Professor Bowlby has written widely on women and literature. Her many books include Feminist Destinations and Further Essays on Virginia Woolf, which explores the writer as a woman essayist, as a city writer and critic of modern culture, and as a writer on love. By looking at Woolf’s experience of owning property and writing about house buying in her diaries and novels, this lecture will focus on the property market as prime manifestation of modern capitalism from the early 20th century onwards.

Dr Derek Ryan, Senior Lecturer in Modernist Literature at the School of Classics, English and History, and Series Editor of Virginia Woolf – Variations (Edinburgh UP), said: ‘Professor Bowlby’s lecture promises to be both intellectually stimulating and thoroughly entertaining. It is a privilege to be able to welcome an authority on Woolf, literary modernism and contemporary culture to our campus to celebrate Woolf’s connections to Kent as well as the University’s long-standing commitment to research in modernist studies.’

Dr Bashir Abu-Manneh, Head of Classics, English and History, added: ‘Our School is an international centre for Virginia Woolf and modernism study. Woolf is an especially significant voice that speaks to our contemporary crises around war, capitalism, and global conflict – and how those can infringe on the individual. Our School sits at the cutting edge of a public humanities that embraces the challenge of tackling big questions. We very much hope that the Virginia Woolf Lecture becomes an annual event.’

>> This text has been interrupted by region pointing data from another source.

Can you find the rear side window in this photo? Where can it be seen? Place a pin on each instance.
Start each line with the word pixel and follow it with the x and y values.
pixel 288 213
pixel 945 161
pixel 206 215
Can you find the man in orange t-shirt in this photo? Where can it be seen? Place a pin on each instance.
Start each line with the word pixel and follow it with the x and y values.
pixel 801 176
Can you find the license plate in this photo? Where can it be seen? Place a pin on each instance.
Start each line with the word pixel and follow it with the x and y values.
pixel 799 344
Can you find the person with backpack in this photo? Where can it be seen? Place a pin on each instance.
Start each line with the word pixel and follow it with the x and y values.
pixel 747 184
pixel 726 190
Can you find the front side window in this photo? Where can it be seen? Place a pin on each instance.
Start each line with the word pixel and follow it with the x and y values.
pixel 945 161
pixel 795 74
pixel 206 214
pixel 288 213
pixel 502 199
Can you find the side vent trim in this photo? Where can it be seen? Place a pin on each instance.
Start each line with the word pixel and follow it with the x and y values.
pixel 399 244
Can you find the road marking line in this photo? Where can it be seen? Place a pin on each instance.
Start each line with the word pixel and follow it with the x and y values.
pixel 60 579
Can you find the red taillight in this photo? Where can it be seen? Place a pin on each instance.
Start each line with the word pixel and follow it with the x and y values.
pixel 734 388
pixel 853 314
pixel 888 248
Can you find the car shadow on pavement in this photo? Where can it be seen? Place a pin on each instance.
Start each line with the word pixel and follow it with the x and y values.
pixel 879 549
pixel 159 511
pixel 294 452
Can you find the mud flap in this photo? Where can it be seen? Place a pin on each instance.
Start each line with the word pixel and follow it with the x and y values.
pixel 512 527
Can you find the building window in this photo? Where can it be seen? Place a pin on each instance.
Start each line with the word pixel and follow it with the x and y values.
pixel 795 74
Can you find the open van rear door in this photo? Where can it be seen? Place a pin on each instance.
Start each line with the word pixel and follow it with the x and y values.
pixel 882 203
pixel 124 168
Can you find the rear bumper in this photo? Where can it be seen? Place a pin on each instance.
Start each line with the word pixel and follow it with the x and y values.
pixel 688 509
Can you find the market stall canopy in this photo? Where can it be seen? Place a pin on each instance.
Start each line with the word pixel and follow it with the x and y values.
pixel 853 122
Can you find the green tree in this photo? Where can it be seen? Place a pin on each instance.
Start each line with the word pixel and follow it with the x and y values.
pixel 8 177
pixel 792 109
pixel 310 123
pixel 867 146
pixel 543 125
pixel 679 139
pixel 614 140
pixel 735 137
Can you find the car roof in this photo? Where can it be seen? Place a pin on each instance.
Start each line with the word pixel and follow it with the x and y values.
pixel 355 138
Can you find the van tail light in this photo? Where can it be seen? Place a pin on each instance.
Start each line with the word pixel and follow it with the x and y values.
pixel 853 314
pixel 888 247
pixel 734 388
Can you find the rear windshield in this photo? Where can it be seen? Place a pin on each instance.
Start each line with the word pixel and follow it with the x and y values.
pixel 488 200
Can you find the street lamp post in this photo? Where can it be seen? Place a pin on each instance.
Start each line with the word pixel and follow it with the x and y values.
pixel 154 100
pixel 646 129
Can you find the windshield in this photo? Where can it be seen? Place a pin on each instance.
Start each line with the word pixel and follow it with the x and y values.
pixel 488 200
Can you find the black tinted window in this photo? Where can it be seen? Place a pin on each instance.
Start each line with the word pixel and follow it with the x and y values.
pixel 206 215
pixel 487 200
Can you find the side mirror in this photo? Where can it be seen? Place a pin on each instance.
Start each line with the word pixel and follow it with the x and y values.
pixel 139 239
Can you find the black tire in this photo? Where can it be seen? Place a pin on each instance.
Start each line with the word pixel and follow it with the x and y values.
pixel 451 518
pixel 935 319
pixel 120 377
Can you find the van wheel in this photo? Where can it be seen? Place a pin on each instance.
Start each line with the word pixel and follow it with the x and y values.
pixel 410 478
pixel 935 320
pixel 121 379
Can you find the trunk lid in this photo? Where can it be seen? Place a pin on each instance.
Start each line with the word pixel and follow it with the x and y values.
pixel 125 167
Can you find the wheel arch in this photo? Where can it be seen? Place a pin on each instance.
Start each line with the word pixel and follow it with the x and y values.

Woolf College, one of six colleges on the Canterbury campus, was named to honour Virginia Woolf, who, apart from being one the most influential and groundbreaking modernist authors, was also a regular visitor to the county, notably to Sissinghurst and Knole. She also convalesced at Moat House in Blean, on the outskirts of Canterbury, in the summer of 1910.  The College is primarily for postgraduate students and includes accommodation and a 480 seat lecture theatre.